And these are, by and large, democrat voters. Seems that some don't have the same memory problems that Biden likely does. They may be hesitant because of what the democrats were saying before the last election.









Democrats grow more wary of COVID-19 vaccine safety | YouGov


Democrats are 30-points more likely than Republicans to be worried about the speed of vaccine development (90% vs 60%).




today.yougov.com





_According to a new Economist/YouGov Poll, Democrats are 30-points more likely than Republicans to be worried about the speed of vaccine development (90% vs 60%). Democrats’ concern about the eventual vaccine’s safety has increased steadily from 79% in mid-July — when the United States hit its prior high of coronavirus cases — to 90% in recent weeks. _









Democrats say they need to hear from scientists, not Trump, that vaccine is safe | CNN Politics


Congressional Democrats -- citing concerns over the possibility of political interference in the rush to develop a coronavirus vaccine -- say they will look to scientists, not President Donald Trump, to ensure that if one becomes available it is both safe and effective.




www.cnn.com





_In more than a dozen interviews with Republicans and Democrats on Capitol Hill, most members of Congress said they stand ready and willing to take any potential Food and Drug Administration-approved coronavirus vaccine.
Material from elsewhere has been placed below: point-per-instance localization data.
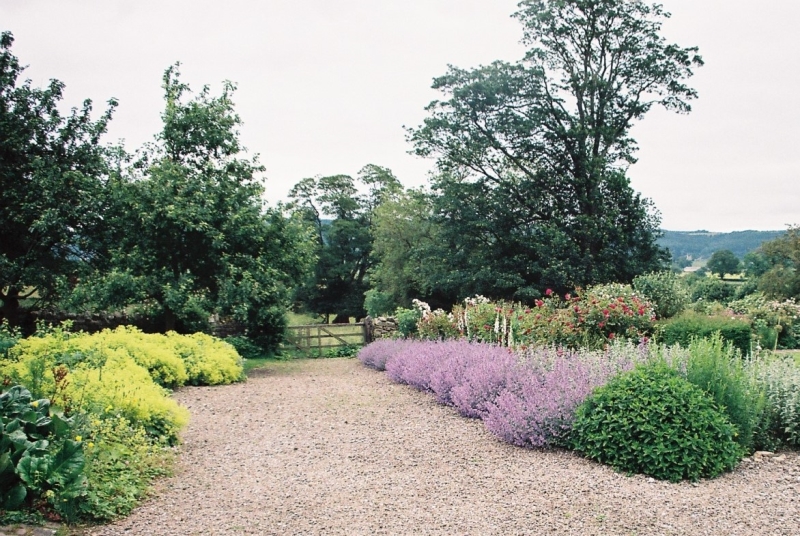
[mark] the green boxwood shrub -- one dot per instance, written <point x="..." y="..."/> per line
<point x="691" y="325"/>
<point x="652" y="421"/>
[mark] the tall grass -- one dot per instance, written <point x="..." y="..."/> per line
<point x="719" y="369"/>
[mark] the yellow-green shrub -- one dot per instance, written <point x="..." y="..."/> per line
<point x="208" y="360"/>
<point x="150" y="351"/>
<point x="120" y="463"/>
<point x="78" y="376"/>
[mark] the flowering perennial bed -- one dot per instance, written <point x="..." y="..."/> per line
<point x="527" y="398"/>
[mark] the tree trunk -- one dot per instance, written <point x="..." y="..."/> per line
<point x="10" y="308"/>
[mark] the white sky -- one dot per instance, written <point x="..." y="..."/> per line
<point x="325" y="86"/>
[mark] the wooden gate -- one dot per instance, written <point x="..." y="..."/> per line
<point x="320" y="337"/>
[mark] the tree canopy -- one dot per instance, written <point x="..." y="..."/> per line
<point x="53" y="169"/>
<point x="532" y="190"/>
<point x="343" y="220"/>
<point x="203" y="242"/>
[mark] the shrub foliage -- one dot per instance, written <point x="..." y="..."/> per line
<point x="652" y="421"/>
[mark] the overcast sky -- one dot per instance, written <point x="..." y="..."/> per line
<point x="326" y="86"/>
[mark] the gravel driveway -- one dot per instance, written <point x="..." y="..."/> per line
<point x="331" y="447"/>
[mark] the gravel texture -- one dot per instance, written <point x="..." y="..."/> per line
<point x="332" y="447"/>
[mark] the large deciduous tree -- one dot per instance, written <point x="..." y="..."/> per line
<point x="52" y="176"/>
<point x="532" y="190"/>
<point x="190" y="235"/>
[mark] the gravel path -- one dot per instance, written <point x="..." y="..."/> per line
<point x="331" y="447"/>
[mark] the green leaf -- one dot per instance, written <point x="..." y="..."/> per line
<point x="14" y="498"/>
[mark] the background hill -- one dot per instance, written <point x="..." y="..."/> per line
<point x="701" y="244"/>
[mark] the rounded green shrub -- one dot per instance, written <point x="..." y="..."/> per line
<point x="652" y="421"/>
<point x="665" y="290"/>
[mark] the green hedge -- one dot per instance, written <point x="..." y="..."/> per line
<point x="690" y="325"/>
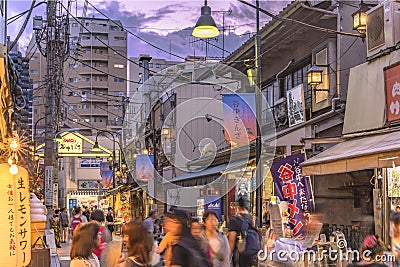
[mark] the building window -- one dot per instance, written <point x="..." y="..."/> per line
<point x="86" y="106"/>
<point x="119" y="93"/>
<point x="119" y="38"/>
<point x="119" y="52"/>
<point x="73" y="80"/>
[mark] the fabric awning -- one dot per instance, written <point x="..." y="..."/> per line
<point x="369" y="152"/>
<point x="207" y="175"/>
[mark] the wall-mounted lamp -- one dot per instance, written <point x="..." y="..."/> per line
<point x="360" y="18"/>
<point x="205" y="26"/>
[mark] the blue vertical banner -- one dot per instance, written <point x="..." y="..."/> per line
<point x="240" y="125"/>
<point x="291" y="186"/>
<point x="106" y="175"/>
<point x="144" y="168"/>
<point x="214" y="204"/>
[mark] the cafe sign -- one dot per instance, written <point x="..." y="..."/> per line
<point x="15" y="225"/>
<point x="70" y="143"/>
<point x="392" y="88"/>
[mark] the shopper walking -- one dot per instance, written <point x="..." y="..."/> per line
<point x="85" y="240"/>
<point x="64" y="222"/>
<point x="236" y="235"/>
<point x="139" y="246"/>
<point x="98" y="216"/>
<point x="110" y="220"/>
<point x="215" y="242"/>
<point x="149" y="223"/>
<point x="187" y="252"/>
<point x="77" y="219"/>
<point x="55" y="225"/>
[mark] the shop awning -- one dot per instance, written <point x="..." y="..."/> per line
<point x="377" y="151"/>
<point x="207" y="175"/>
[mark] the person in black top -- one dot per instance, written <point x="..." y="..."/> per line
<point x="371" y="253"/>
<point x="234" y="230"/>
<point x="187" y="252"/>
<point x="110" y="221"/>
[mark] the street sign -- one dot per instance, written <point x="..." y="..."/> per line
<point x="48" y="186"/>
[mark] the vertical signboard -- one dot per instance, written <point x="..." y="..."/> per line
<point x="392" y="88"/>
<point x="294" y="98"/>
<point x="48" y="186"/>
<point x="240" y="125"/>
<point x="214" y="204"/>
<point x="145" y="168"/>
<point x="15" y="225"/>
<point x="291" y="186"/>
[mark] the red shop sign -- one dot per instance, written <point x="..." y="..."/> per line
<point x="392" y="88"/>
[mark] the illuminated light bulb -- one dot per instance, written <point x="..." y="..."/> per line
<point x="13" y="169"/>
<point x="14" y="145"/>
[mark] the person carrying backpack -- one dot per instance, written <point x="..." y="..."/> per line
<point x="244" y="239"/>
<point x="77" y="218"/>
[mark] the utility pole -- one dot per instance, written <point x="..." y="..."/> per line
<point x="258" y="95"/>
<point x="56" y="40"/>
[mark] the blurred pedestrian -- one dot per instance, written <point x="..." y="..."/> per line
<point x="171" y="237"/>
<point x="110" y="220"/>
<point x="77" y="219"/>
<point x="216" y="243"/>
<point x="371" y="252"/>
<point x="55" y="225"/>
<point x="139" y="246"/>
<point x="86" y="238"/>
<point x="98" y="216"/>
<point x="149" y="223"/>
<point x="64" y="222"/>
<point x="187" y="252"/>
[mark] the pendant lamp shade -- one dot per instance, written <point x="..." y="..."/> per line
<point x="205" y="26"/>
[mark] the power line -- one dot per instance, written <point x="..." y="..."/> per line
<point x="140" y="38"/>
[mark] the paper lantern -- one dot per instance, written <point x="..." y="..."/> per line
<point x="15" y="225"/>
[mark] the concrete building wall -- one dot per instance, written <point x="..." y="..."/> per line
<point x="91" y="96"/>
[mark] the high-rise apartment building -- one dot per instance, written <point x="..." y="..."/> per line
<point x="95" y="87"/>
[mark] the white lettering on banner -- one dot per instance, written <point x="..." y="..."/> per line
<point x="214" y="206"/>
<point x="48" y="188"/>
<point x="395" y="107"/>
<point x="396" y="89"/>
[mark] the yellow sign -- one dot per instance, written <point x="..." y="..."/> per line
<point x="15" y="225"/>
<point x="70" y="143"/>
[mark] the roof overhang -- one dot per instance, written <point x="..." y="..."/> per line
<point x="369" y="152"/>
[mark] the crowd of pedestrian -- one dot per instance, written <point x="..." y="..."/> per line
<point x="173" y="240"/>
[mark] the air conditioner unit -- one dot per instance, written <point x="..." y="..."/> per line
<point x="383" y="27"/>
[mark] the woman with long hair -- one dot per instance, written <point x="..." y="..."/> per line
<point x="187" y="252"/>
<point x="138" y="244"/>
<point x="85" y="240"/>
<point x="215" y="242"/>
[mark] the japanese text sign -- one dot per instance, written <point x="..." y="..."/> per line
<point x="144" y="167"/>
<point x="70" y="143"/>
<point x="240" y="125"/>
<point x="291" y="186"/>
<point x="392" y="88"/>
<point x="15" y="226"/>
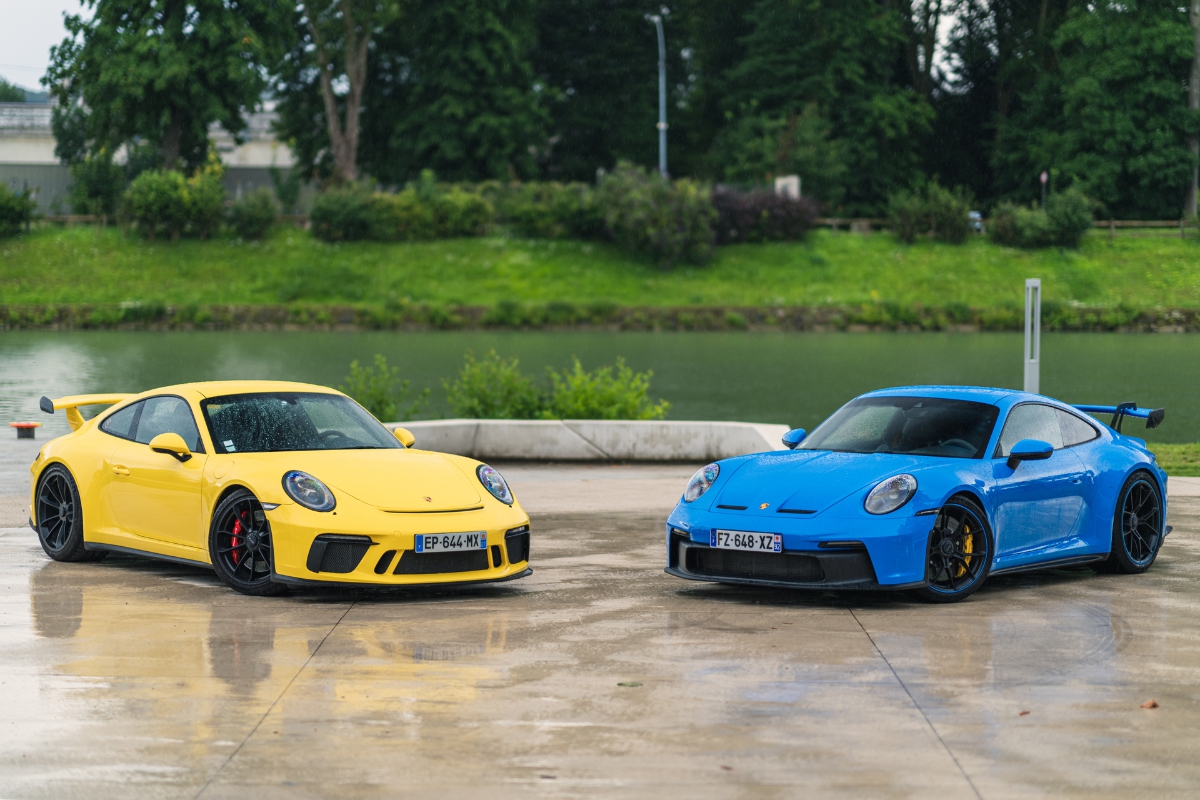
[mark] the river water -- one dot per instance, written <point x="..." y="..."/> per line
<point x="797" y="379"/>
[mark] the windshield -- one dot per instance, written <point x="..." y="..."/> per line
<point x="910" y="426"/>
<point x="281" y="421"/>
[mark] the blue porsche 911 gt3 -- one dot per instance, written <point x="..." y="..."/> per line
<point x="929" y="488"/>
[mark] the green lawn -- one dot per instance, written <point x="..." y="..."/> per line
<point x="90" y="265"/>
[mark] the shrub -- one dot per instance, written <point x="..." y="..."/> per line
<point x="761" y="216"/>
<point x="96" y="185"/>
<point x="253" y="215"/>
<point x="604" y="394"/>
<point x="342" y="214"/>
<point x="936" y="211"/>
<point x="1071" y="216"/>
<point x="16" y="211"/>
<point x="646" y="214"/>
<point x="381" y="391"/>
<point x="1014" y="226"/>
<point x="156" y="202"/>
<point x="457" y="212"/>
<point x="493" y="389"/>
<point x="551" y="210"/>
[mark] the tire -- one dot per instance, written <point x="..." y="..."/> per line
<point x="60" y="517"/>
<point x="240" y="546"/>
<point x="1137" y="525"/>
<point x="959" y="554"/>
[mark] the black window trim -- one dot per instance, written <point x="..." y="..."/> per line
<point x="137" y="421"/>
<point x="1056" y="408"/>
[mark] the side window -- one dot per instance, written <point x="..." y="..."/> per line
<point x="1074" y="429"/>
<point x="168" y="415"/>
<point x="1030" y="421"/>
<point x="124" y="422"/>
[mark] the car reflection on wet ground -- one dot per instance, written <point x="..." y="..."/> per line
<point x="599" y="675"/>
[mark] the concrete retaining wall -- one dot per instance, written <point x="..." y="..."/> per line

But Democrats insist that they will need more than a promise from Trump that it will work, and argue that the President does not have credibility on the issue at a time when his administration has stumbled to contain the pandemic and has made sweeping promises about the timeline for a vaccine and treatments. _


----------



## kinderfeld (Jan 29, 2006)

I get it. It was an election year. But, some don't make that connection. The pandemic was politicized and the Trump vaccine discredited by people who care about only one thing. Well, it worked. Dementia Joe is in office. Just sucks that people are dying as a result.


----------



## TripleD (Feb 12, 2011)

Mreyonlds and I said over a year ago if you can smell a fart mask were useless.


----------



## MoonRiver (Sep 2, 2007)

TripleD said:


> Mreyonlds and I said over a year ago if you can smell a fart mask were useless.


Think how bad it would smell if you didn't have the mask on!

That's the purpose of masks. To stop some of the virus particles, not all of them. The fewer that get into your nose, the better chance your immune system can fight it off.


----------



## no really (Aug 7, 2013)

TripleD said:


> Mreyonlds and I said over a year ago if you can smell a fart mask were useless.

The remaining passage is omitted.